The Broken Peer Review System: Some Ideas for Fixing it

Reading time: 13 minutes

The Broken Peer Review System: Some Ideas for Fixing it

What is the Problem?

During my four years in academia, I submitted numerous papers to academic conferences and made two attempts at journal publication, though neither proved successful. All told, I made 32 submissions across 15 papers, meaning each paper was submitted at least twice on average. While some fortunate manuscripts found their home on the first try, one particular paper went through four submission cycles and still remains unpublished. Ironically, that one was among my favorites and what I considered some of my best work. However, time hasn’t been kind to it—the paper is now outdated and would require additional experiments to be competitive for submission again.
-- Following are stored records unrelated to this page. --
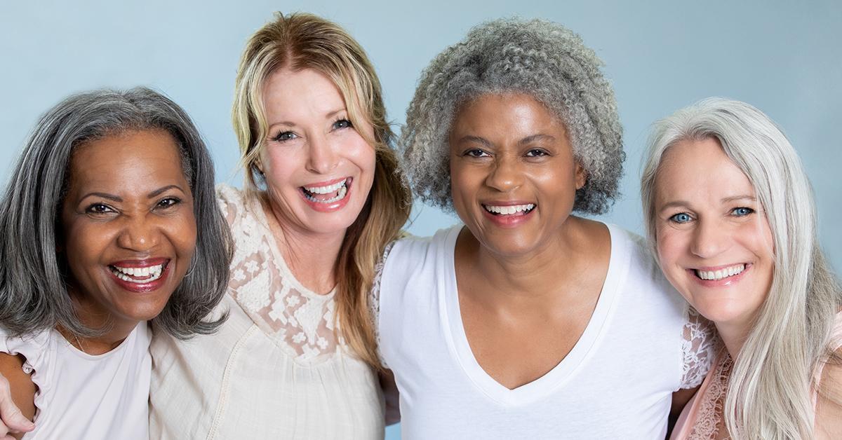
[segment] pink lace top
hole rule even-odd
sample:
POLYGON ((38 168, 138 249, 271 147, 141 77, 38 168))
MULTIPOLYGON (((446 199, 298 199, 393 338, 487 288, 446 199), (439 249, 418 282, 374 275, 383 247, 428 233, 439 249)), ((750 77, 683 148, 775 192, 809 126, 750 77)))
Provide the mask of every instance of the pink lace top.
MULTIPOLYGON (((836 322, 831 336, 831 351, 836 351, 842 347, 842 312, 836 314, 836 322)), ((720 344, 722 345, 722 344, 720 344)), ((725 406, 725 395, 727 392, 728 378, 733 360, 724 346, 718 349, 718 354, 713 366, 705 377, 693 399, 687 403, 681 416, 679 417, 675 428, 673 430, 670 440, 712 440, 727 439, 725 432, 725 420, 722 418, 722 409, 725 406)), ((822 377, 823 363, 815 373, 816 387, 822 377)), ((813 391, 813 405, 816 405, 817 395, 813 391)))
Most academics are intimately familiar with the sting of negative reviews. Yet in my experience, the truly frustrating aspects of peer review aren’t the criticisms themselves, but rather reviews that demand nonsensical “improvements”, point out supposed weaknesses that we’ve already openly acknowledged in our limitations section, or assign low scores while fixating on minor details. That said, I believe the NLP/ML/AI field stands out for its progressive approach to academic publishing. Unlike many disciplines, most top-tier venues offer open access to publications, and the review process moves at a comparatively brisk pace - typically 2-4 months versus the year-plus timeline common in other fields. The ACL Rolling Review (ARR) system particularly exemplifies this forward-thinking attitude. Not only do they actively solicit community input through polls about potential process changes, but they also implement corresponding reforms swiftly, as demonstrated by their recent updates to anonymity policies. This responsive approach to improving the publication process sets a valuable example for academia at large.
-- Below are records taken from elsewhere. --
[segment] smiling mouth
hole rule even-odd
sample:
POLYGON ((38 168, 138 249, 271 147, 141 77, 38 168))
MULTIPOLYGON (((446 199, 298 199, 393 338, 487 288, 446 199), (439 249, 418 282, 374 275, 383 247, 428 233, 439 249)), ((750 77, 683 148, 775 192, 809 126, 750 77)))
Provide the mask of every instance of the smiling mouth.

With the rise of ChatGPT and the unprecedented surge in NLP/ML/AI submissions (see NeurIPS and ICLR statistics), review quality seems to be declining further. This is understandable – reviewers are overwhelmed with competing priorities, and the work is both anonymous and unpaid. While the field’s growing popularity is exciting, the record-breaking submission numbers each year intensify the peer review challenges. Currently, submitting a paper requires minimal effort. There are only few checks allowing for desk-rejecting low-quality papers leading to lower reviewing load. Some venues like ARR and CVPR have attempted to address reviewer shortages by requiring authors to serve as reviewers. However, this approach may not be a complete solution. Authors who view reviewing as an unwanted obligation might produce low-quality reviews. To my knowledge, there’s no quality control system in place that would desk-reject papers from authors who submit subpar reviews.
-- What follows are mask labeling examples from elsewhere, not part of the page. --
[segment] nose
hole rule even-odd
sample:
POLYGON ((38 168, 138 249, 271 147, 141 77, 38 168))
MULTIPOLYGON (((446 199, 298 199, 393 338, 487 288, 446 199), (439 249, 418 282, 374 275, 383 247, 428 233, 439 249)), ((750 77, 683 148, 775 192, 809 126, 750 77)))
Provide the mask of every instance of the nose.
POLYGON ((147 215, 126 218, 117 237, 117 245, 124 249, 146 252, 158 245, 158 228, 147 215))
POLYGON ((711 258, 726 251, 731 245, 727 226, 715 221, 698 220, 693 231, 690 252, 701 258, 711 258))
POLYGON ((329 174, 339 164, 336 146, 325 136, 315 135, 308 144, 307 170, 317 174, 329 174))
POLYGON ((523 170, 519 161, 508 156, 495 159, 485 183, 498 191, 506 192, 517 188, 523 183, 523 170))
Other proposed improvements to the peer review system include providing more recognition for reviewers and incorporating AI-assisted tools. Beyond these suggestions, I haven’t seen much public discourse on this topic, except this recent tweet from Jakob Foerster . While there appears to be broad consensus in academia that the current peer review system falls short of its goals, concrete proposals for systemic reform seem to be lacking. I believe that lasting improvements will require deeper, more fundamental changes to the existing structure.

A Potential Solution

In Switzerland, where I live, the Polluter Pays Principle (Verursacherprinzip in German) plays a significant role in political discourse. This principle states that those who generate costs by using common resources should bear those costs. Applied to academic publishing, this would suggest that authors submitting papers (the “polluters”) should compensate for the review effort they necessitate. However, to my knowledge, most peer-reviewed venues currently lack such a direct cost-responsibility connection.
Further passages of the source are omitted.